Parenting During an Illness

I always tell my children that it’s my number one job to keep them safe and healthy. SomeReneblog2_v2 days this proves to be more challenging than others. For example, back in March, in less than 48 hours my typically happy, busy, and talkative little boy was no longer walking, talking, or responding to our questions and had undergone stressful medical procedures including a CT scan, spinal taps, EEG, MRI, multiple blood draws and IVs, and more.  Having your child in the hospital or become very ill results in additional stress for you, your child, and their siblings. Parenting under these conditions requires a higher level of patience, composure, and advocacy than many of us display on a daily basis. In my professional role, I often consult with families and providers on strategies to minimize stress for children during routine or stressful medical visits and procedures. Suddenly, my husband and I had to implement these strategies parenting our own child.

When my then almost 4-year old little boy was hospitalized after a week or so of low energy and sleepiness that quickly turned into unresponsiveness, I found it very difficult to remember, let alone implement the positive parenting strategies I’ve practiced on so many occasions.

I had several moments throughout the hospital stay when I felt helpless but also moments when I was empowered and able to implement some positive strategies that lessened the stress for our son. We are blessed that our little boy is healthy and recovering and that so many wonderful doctors, nurses, family, friends, and co-workers contributed to ensuring he received the best care possible. Although the hospital stay is over, additional tests and procedures and memories of previous experiences will mean more stressful situations for our little boy and will shape our parenting practices today and in the future.

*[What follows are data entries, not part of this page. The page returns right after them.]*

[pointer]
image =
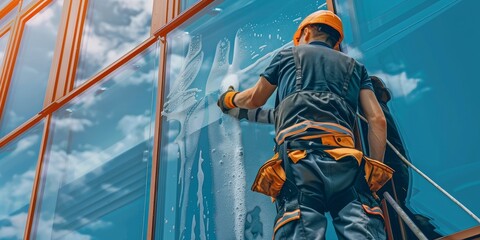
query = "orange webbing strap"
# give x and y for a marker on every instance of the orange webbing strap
(332, 128)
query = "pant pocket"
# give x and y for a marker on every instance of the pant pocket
(286, 225)
(375, 224)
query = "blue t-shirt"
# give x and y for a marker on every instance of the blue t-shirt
(281, 72)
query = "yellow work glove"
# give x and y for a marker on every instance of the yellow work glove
(225, 102)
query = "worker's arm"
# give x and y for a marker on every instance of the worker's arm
(251, 98)
(257, 115)
(377, 125)
(255, 96)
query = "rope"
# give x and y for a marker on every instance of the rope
(405, 217)
(427, 178)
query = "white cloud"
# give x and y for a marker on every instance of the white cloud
(107, 40)
(24, 144)
(137, 79)
(73, 124)
(353, 52)
(400, 84)
(133, 124)
(16, 229)
(109, 188)
(98, 225)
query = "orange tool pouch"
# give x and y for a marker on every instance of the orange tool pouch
(271, 175)
(376, 173)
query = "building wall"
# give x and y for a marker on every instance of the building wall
(109, 127)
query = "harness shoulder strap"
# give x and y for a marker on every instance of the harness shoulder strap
(298, 70)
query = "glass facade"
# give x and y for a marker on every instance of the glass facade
(185, 4)
(25, 3)
(18, 161)
(432, 79)
(8, 17)
(98, 161)
(112, 28)
(109, 142)
(209, 160)
(3, 47)
(32, 68)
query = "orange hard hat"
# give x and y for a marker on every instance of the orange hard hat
(320, 17)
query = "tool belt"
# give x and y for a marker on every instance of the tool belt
(271, 175)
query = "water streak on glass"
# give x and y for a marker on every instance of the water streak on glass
(18, 162)
(112, 28)
(8, 17)
(434, 87)
(209, 159)
(3, 46)
(26, 3)
(97, 165)
(30, 77)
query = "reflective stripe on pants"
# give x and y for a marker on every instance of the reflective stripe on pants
(321, 176)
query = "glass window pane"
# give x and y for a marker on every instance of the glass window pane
(18, 162)
(3, 47)
(434, 89)
(3, 3)
(209, 160)
(97, 165)
(25, 3)
(8, 17)
(30, 76)
(112, 28)
(185, 4)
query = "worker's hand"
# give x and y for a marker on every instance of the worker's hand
(238, 113)
(225, 102)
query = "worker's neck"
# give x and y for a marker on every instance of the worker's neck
(320, 39)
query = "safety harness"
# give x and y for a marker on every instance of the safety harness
(274, 177)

I learned a lot during this scary experience.  Parenting is challenging and rewarding and takes practice and preparation.  It is important  to parent with patience, composure, and advocacy during stressful medical visits, hospitalizations, or procedures. Be patient with your child, other family members, and with the professionals working with your child. Keep your composure. Staying calm allows you to think more clearly and communicate more effectively so that your child’s needs are met. Advocate! You are your child’s voice. This means you keep his or her best interest in mind and communicate your child’s needs to those around you.

Empower your child: Let him make choices as much as he is able. Be creative in how you can get him involved in making decisions throughout his day and in his medical procedures. Although our son could not talk at some points, we allowed him to make as many choices as possible by giving him 2-3 options and having him point to what he wanted. This allowed him to decide what he wanted to eat or drink, what toys to play with or books to read, positioning for medical procedures, band aid colors, and order to take his medications.

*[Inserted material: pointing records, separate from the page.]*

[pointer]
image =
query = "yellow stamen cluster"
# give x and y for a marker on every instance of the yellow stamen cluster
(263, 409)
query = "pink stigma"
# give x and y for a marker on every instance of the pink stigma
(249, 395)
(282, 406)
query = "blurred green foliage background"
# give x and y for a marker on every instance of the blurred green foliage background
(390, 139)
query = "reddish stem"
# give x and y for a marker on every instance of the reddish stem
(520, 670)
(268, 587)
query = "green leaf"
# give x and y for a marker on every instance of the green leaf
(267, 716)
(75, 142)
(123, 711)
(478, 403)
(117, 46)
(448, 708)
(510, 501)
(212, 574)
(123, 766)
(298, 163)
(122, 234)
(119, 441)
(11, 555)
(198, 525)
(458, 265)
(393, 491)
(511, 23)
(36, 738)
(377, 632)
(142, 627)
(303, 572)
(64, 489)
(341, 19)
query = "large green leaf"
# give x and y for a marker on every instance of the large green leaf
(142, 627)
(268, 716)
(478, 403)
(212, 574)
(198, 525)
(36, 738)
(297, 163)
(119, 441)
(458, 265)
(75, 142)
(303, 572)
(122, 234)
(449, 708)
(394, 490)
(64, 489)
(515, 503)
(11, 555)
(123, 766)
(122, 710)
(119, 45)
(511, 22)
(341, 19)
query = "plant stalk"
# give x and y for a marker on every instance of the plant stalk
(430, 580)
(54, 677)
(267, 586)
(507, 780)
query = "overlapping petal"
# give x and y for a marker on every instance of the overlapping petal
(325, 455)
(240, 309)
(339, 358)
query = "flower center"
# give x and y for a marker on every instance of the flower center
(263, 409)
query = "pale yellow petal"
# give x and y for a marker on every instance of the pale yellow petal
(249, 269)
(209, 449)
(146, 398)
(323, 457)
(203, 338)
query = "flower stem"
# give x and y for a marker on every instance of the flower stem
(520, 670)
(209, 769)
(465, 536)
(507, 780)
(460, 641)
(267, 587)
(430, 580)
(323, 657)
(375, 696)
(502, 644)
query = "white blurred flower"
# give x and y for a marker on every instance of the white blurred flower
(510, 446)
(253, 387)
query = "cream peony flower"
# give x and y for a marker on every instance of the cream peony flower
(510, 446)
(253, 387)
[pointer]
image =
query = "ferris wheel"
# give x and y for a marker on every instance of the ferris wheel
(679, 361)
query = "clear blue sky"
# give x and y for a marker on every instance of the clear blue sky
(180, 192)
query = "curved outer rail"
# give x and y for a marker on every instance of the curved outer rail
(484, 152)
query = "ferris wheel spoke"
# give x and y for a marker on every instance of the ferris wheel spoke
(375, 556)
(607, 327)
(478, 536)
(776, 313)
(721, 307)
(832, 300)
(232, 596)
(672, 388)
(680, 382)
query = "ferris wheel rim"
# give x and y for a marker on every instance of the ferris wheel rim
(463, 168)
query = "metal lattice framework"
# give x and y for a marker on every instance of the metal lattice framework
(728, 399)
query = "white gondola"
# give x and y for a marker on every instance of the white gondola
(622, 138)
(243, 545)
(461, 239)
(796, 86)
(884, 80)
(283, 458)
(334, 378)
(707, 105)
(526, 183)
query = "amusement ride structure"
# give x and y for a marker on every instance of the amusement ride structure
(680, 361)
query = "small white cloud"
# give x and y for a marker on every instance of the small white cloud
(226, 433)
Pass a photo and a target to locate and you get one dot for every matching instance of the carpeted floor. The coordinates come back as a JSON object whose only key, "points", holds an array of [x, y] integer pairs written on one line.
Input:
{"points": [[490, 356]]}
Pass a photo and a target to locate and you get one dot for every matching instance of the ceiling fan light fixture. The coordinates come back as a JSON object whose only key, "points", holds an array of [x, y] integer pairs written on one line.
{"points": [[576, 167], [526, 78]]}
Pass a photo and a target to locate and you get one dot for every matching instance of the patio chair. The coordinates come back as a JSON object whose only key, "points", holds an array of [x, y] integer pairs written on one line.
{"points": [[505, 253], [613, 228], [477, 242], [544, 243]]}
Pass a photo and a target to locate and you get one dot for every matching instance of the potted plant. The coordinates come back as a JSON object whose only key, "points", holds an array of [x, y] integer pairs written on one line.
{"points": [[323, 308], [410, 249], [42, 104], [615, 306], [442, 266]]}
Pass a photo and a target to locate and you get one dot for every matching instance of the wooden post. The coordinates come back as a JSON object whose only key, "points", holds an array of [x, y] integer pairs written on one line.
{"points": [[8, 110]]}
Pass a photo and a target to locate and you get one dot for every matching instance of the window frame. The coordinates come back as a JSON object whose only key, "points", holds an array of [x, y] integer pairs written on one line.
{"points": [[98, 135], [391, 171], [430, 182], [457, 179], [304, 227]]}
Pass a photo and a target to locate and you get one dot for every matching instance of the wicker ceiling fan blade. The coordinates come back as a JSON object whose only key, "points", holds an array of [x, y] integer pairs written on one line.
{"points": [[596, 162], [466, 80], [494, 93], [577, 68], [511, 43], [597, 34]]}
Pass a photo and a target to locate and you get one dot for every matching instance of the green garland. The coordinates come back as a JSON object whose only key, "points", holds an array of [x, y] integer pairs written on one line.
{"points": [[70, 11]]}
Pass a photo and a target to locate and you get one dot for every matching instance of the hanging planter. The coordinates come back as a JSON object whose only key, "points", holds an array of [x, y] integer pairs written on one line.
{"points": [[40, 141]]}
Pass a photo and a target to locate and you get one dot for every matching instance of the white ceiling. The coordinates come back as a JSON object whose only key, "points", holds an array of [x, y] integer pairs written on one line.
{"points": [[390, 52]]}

Prepare your child for what to expect: I always emphasize the importance of talking TO the child rather than ABOUT the child as much as possible. This means making sure you are at child’s level (eye to eye), and using child friendly words and faces. Talk to your child and ask medical providers to do the same. Show and tell your child what to expect. Use short, simple phrases and repeat it several times. We practiced (pretended) some procedures a few times before doing the real ones. Ask the providers if they have any pictures or videos that help children know what to expect (e.g., video of MRI procedures, pictures of doctors and nurses in surgical scrubs).

 

Identify available resources: Find out what is available to help decrease your child’s stress. Look for someone not involved in your child’s medical care that can help you advocate for your child (e.g., child life specialist, social worker, psychologist). Our child life specialist worked with the nurses and doctors to include distraction techniques during painful procedures, brought games and toys to help our son feel comfortable in the hospital environment, and advocated for our son when we could not be present during some tests. Ask what resources or strategies other families used in the past. For example, we asked for a picture menu so that our son could make choices when ordering meals (he loves to eat!).

Most of all, show your child and other family members you love them! I am blessed to parent with a wonderful husband whose support and love made parenting under these circumstances easier!